Every year, the FilmQuest film festival turns the wholesome mountain town of Provo, Utah into a realm of dark and dreamy horror and fantasy films. A Q&A held Wednesday showed that FilmQuest filmmakers are also gifted at transforming familiar worlds into fantastical ones.

The discussion, held in Velour, an all-ages venue bedecked in skulls, webs, and other Halloween remnants, felt like a crypt at midnight compared to the clean, sunny scene outside its velvet curtain. It was a perfect setting for the festival’s fantasy block, entitled “See With Eyes Wide Anew.”

Maya Albanese, director of the short “The Ringmaster,” in which a woman emerging from a rough childhood spends a wild night with circus people in a curious castle, explained that she had to dramatically change her plans because of Covid.

But it worked out magically: Her film is captivating and leaves you wanting more.

“The short is a slice of my feature film that I’m hoping to make next year that takes place in an abandoned castle in Eastern Europe,” she told FilmQuest founder Jonathan Martin in the Q&A. “But because it was the Omicron surge when I was making the proof of concept, I actually shot that in a mansion in Silverlake in Los Angeles. So it was the only place in Los Angeles that looked remotely like the location I actually want to shoot in.”

FilmQuest and Fantasy

James T. George, whose fantasy short “Clemency” is about a soldier doing battle in Elven woods, also created a wonderous setting in an unlikely place.

“Yeah, I’m from Ohio, so that was shot like 15 minutes from my house,” he explained. “We didn’t have a lot of budget so I was like, ‘outdoors! Shoot it outdoors!”

The result is a frenetic escapist story that recalls Excalibur and Lord of the Rings.

The fantastical, voyeristic “Spiderlily,” by director Amber Gray, defies easy catagorization, but it’s mesmerizing. The film takes place in a complex castle filled with candelabras, lookouts and secret passageways, where a haughty young man uses a spyglass to check in on a number of fascinating characters. Gray and her team built the whole world at her home, a warehouse outside New York City, as a proof of concept for a planned feature.

“We built most of that in our house — the interiors. We knew we wanted the exteriors to be rotting castles in Scotland, so when finally we were able to travel, we went and shot all the exteriors in Scotland,” she said.

The spyglass concept combines several stories seamlessly.

“That’s why it’s all a lot of vignettes — because we shot everyone separately,” she said.

Only Kelly Holmes, director of the North Wales-set period horror film The Sin-Eater, actually shot in her film’s location — which presented its own challenges. The dark and haunting film, about a woman who engages in a dark practice called sin-eating after a baby’s death, takes place in wild lands that haven’t changed much in the many decades since the film is set.
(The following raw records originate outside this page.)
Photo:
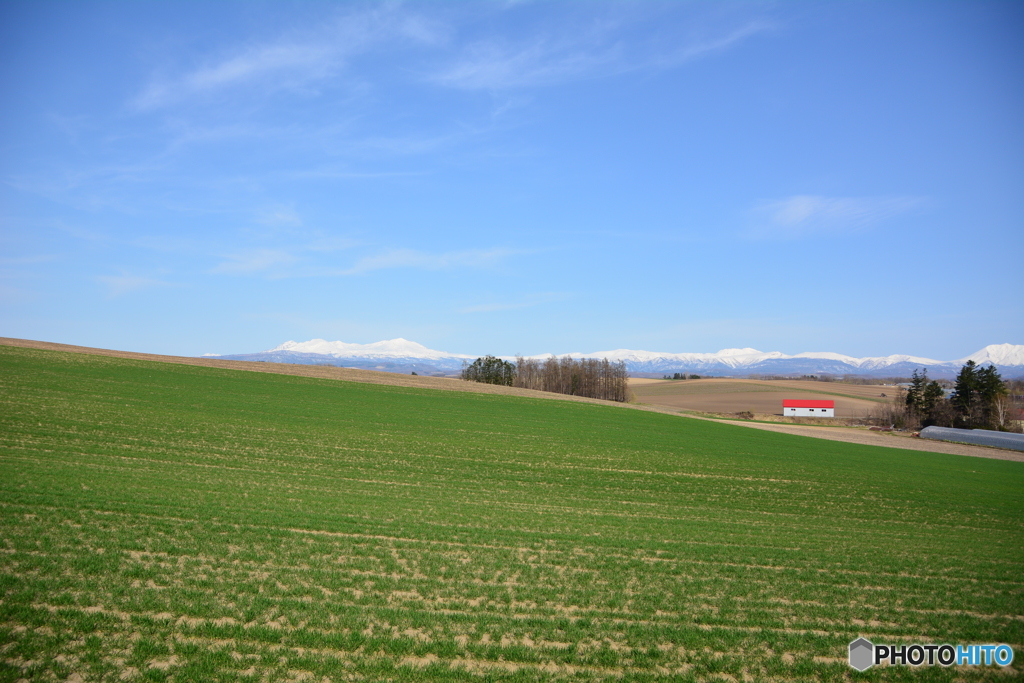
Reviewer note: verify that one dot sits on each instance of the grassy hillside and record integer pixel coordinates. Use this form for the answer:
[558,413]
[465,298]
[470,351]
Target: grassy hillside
[163,520]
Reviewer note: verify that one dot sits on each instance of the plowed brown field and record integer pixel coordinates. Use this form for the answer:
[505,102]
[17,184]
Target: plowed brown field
[764,396]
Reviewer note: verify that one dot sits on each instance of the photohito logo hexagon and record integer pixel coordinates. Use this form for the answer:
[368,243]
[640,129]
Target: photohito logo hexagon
[861,653]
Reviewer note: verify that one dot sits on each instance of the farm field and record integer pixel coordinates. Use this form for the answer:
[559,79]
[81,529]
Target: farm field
[734,395]
[170,521]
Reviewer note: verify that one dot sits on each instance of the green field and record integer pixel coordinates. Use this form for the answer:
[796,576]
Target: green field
[163,521]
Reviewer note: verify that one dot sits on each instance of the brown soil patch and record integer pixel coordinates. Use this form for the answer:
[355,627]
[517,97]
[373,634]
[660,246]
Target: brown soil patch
[653,395]
[734,395]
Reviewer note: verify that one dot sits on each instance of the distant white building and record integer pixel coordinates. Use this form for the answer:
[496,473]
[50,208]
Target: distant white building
[797,408]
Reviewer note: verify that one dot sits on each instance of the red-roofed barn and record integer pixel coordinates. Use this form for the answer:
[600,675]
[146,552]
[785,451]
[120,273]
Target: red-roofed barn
[808,409]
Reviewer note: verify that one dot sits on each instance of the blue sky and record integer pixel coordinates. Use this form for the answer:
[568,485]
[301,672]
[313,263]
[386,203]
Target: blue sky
[514,177]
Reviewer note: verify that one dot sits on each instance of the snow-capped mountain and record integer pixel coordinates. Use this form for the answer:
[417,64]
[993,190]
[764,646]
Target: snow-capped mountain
[398,355]
[403,355]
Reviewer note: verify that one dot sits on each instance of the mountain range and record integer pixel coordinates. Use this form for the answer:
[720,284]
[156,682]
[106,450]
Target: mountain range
[401,355]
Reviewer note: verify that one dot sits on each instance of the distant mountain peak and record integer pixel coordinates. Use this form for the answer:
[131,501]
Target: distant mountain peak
[395,354]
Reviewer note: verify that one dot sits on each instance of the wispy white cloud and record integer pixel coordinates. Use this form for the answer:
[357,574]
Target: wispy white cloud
[808,214]
[293,60]
[409,258]
[252,261]
[600,49]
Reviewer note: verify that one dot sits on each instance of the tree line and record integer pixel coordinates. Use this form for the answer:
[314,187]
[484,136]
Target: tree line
[592,378]
[980,399]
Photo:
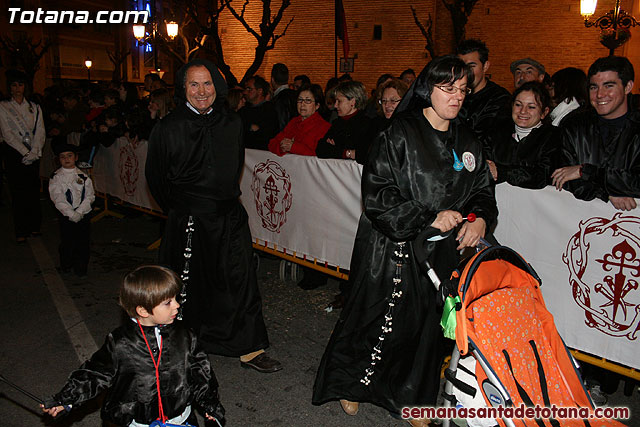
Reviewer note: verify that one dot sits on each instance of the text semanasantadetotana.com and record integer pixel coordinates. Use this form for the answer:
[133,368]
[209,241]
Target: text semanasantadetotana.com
[520,412]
“It’s not easy to actually shoot in north Wales, because there’s no infrastructure there really,” Holmes explained. “The structures are in South Wales, and I don’t live in Wales, and I don’t speak Welsh. So it was quite interesting. And I was the location scout and location manager because my producer lives in Scotland.”

But touring rustic locales will only get you so far — Holmes said she found her main setting, a church, by “a lot of looking on Google Maps — looking for churches that didn’t have anything modern at all.”

FilmQuest, which is one of our 50 Film Festivals Worth the Entry Fee, continues through this weekend.

Main image: Jonathan Martin leads the “See With Eyes Wide Anew” Q&A.